Having seen a couple of the occupations in this latest round of occupations, I’m not even convinced that student activists are talking to other students, let alone talking to people who aren’t students – i.e. most of the population. This is a big problem. And I hear people talking in meetings about ‘making links’ outside there own groups, but I still haven’t seen much doing it.

I also suspect that sectarianism, rearing its ugly head more often than last year, is partly a result of spending too much time talking to each other. It becomes easy to focus on the small difference between each other because you’ve ignored the fact that the majority of the population of the UK doesn’t agree with you, or doesn’t know what they think, or think your methods suck, or simply don’t understand what you’re blithering on about. I suspect the majority of people don’t even know there is an anti-cuts march on the 26th (no, I haven’t done a survey but I would bet money on this). They will see it on the news, and consume it through the mainstream media commentators.
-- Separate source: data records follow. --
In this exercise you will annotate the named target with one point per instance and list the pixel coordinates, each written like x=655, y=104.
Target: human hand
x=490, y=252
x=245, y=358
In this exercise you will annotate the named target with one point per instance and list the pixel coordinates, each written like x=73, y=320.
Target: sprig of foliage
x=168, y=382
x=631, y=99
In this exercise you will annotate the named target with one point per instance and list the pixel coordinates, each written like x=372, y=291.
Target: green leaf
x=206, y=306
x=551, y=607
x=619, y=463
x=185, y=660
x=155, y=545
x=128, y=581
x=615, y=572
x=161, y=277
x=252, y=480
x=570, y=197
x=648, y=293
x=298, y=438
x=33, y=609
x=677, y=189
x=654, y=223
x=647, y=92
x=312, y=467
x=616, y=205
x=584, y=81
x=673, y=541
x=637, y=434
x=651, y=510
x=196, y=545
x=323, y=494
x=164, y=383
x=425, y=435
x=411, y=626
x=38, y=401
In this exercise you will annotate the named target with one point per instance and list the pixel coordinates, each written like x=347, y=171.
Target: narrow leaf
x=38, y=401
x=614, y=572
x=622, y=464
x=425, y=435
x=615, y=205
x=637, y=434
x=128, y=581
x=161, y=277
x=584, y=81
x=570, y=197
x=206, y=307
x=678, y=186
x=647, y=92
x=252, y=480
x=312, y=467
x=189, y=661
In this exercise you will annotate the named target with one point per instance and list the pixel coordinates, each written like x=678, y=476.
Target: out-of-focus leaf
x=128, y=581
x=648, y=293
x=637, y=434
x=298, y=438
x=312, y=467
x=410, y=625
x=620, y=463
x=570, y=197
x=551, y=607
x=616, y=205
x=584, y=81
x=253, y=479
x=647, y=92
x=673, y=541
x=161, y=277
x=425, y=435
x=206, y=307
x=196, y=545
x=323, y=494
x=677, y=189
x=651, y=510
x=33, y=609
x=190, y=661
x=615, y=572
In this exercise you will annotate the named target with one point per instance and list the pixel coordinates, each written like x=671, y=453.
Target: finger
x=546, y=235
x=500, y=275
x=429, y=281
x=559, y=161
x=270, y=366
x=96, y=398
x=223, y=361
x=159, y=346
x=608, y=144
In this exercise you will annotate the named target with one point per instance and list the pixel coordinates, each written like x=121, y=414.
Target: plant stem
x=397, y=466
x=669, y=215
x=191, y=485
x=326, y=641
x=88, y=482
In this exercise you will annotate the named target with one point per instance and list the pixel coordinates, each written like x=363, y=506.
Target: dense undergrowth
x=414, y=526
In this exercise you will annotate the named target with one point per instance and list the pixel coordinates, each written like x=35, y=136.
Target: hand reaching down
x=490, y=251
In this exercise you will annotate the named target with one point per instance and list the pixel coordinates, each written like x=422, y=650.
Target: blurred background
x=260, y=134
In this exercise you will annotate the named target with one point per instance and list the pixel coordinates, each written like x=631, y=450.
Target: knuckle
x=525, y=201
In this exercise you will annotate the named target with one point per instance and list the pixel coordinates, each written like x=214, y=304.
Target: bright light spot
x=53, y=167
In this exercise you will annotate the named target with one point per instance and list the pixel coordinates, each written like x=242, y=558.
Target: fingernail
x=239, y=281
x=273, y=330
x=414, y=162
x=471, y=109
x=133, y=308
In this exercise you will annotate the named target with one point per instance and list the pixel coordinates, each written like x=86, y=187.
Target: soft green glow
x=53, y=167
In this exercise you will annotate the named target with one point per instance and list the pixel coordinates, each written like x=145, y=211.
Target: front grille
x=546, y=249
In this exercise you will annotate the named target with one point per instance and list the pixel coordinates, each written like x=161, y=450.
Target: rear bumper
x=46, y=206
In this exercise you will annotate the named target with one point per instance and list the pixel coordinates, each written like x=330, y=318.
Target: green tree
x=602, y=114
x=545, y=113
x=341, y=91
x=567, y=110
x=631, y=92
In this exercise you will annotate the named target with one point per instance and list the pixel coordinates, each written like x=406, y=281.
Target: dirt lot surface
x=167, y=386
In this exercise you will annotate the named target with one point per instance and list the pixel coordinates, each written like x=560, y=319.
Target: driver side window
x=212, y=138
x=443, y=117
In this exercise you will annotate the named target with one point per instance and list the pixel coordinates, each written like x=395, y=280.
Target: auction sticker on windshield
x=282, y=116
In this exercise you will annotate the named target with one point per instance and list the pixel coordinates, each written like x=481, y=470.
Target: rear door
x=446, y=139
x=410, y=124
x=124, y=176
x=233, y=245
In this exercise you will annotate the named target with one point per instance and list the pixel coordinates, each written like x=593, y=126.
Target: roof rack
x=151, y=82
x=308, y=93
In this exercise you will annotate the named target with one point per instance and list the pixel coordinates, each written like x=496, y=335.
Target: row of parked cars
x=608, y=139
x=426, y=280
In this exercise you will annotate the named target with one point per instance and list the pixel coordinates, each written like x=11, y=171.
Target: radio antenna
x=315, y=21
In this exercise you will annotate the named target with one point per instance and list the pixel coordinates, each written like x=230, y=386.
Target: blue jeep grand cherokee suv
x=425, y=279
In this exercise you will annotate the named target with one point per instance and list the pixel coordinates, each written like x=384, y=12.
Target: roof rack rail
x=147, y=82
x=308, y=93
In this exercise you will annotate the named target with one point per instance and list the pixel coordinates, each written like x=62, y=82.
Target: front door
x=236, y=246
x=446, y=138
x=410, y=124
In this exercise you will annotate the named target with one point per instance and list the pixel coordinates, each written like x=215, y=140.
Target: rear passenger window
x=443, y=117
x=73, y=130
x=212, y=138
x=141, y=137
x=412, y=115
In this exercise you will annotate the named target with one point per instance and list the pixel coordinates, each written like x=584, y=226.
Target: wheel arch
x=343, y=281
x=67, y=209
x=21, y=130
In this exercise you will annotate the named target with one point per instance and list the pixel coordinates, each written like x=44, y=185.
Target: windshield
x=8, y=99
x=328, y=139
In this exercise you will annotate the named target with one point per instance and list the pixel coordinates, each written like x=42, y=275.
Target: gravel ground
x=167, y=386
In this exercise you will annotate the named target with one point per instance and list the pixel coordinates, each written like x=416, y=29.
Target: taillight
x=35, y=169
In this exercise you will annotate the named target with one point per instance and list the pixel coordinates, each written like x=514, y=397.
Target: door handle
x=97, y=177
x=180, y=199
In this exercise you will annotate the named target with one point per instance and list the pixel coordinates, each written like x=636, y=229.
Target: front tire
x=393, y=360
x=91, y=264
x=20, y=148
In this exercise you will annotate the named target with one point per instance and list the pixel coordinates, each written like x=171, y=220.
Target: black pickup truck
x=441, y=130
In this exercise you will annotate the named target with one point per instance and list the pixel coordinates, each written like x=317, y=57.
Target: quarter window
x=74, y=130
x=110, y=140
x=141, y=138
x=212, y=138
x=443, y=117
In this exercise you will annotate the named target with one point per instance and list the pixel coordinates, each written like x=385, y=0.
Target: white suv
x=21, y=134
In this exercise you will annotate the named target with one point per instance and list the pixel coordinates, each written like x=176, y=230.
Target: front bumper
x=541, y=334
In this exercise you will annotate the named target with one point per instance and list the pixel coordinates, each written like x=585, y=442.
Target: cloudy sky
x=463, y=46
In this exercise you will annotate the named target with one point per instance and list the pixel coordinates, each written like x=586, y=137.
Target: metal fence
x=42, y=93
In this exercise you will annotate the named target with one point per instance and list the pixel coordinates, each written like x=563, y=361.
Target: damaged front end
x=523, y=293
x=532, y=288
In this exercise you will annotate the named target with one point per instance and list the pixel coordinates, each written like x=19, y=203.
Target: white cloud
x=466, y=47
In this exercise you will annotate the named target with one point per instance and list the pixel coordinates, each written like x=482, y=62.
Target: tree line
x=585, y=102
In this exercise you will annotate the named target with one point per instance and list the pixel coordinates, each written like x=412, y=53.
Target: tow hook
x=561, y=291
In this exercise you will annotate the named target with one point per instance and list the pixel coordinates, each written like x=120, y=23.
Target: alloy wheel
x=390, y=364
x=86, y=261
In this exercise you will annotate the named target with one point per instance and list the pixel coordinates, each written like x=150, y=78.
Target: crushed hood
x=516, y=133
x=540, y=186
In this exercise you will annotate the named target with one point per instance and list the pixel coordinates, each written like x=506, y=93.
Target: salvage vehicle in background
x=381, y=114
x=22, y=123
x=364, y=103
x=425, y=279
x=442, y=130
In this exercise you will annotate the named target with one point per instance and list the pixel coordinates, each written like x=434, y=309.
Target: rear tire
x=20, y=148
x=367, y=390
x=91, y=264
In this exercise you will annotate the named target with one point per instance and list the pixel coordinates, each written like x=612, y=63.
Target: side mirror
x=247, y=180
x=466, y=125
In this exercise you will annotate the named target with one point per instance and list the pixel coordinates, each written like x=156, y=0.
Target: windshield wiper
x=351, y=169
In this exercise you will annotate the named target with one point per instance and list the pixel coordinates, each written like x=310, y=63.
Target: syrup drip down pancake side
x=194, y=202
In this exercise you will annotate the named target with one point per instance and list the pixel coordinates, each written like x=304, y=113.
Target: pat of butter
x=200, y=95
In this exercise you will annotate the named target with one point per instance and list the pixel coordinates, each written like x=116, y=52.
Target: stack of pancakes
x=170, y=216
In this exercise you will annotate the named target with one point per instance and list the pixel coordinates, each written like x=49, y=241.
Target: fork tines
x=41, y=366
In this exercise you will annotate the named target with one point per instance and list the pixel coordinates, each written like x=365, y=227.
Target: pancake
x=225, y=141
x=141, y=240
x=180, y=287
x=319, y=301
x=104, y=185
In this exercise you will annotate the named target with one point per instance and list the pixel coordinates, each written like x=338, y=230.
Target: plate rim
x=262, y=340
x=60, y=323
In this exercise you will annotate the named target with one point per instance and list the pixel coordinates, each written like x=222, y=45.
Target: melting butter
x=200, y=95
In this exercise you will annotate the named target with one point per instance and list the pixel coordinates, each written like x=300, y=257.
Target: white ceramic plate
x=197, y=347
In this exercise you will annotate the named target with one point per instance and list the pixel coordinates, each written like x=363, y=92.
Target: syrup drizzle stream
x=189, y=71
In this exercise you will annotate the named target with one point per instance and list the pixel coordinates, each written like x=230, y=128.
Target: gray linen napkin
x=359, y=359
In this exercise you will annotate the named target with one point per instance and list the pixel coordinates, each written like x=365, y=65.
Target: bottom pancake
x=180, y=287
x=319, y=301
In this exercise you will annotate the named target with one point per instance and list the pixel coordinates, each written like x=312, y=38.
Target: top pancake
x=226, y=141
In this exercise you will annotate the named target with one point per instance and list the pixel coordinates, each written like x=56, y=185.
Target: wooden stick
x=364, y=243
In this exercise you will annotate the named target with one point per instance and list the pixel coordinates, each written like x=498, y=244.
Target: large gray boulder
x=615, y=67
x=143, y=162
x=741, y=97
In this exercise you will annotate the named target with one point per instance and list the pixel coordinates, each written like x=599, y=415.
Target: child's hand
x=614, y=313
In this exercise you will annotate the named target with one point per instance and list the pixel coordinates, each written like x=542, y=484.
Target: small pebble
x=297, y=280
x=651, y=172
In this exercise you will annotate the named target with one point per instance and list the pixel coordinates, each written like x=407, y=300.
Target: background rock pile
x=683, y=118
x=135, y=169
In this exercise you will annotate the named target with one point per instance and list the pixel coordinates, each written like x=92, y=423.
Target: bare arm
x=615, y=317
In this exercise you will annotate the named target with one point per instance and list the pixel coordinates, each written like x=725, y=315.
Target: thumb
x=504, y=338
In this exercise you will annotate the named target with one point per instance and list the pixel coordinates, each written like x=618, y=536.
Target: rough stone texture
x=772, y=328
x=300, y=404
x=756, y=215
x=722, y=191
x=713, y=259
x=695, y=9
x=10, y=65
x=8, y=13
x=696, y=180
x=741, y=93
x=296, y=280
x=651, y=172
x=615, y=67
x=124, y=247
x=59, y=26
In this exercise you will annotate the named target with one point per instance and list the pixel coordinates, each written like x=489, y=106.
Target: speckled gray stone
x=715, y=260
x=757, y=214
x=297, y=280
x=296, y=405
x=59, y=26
It isn’t easy, getting out of your own circles, partly because the social stratification in Britain is very finely graded and people don’t generally mix much with people unlike them. It’s a really hard thing to do, but if it doesn’t happen, there’s no point in even having these protests. If it doesn’t happen this ‘anti-cuts movement’ ends right here, because it isn’t a movement…yet.

The one thing it’s easy for you to do is your have your own ‘revolution’ (not a useful word I think but that’s for another post) in your own group. If you are already in a privileged position it may well even have some minor impact on the way government works. You can then take on respectable jobs, perhaps in government even, and in thirty years you can be telling your children all about your ‘radical’ youth. This is the 60s and 70s path to revolution and it ends…right where we are now.

So talk to people. For god’s sake talk to people, and not just on the internet. Organise, and not just with the people you know. As for the 26th: the only way anything will happen afterwards is if you spend the day (and night) building up your book of contacts, sharing viewpoints and ideas with people unlike you, and talking about what comes next. And afterwards, when you’re getting angry about the inevitable ignorant and savage media coverage, think about all those people who didn’t come on the 26th, who just saw you on the news, and how you’re going to talk to and organise with them.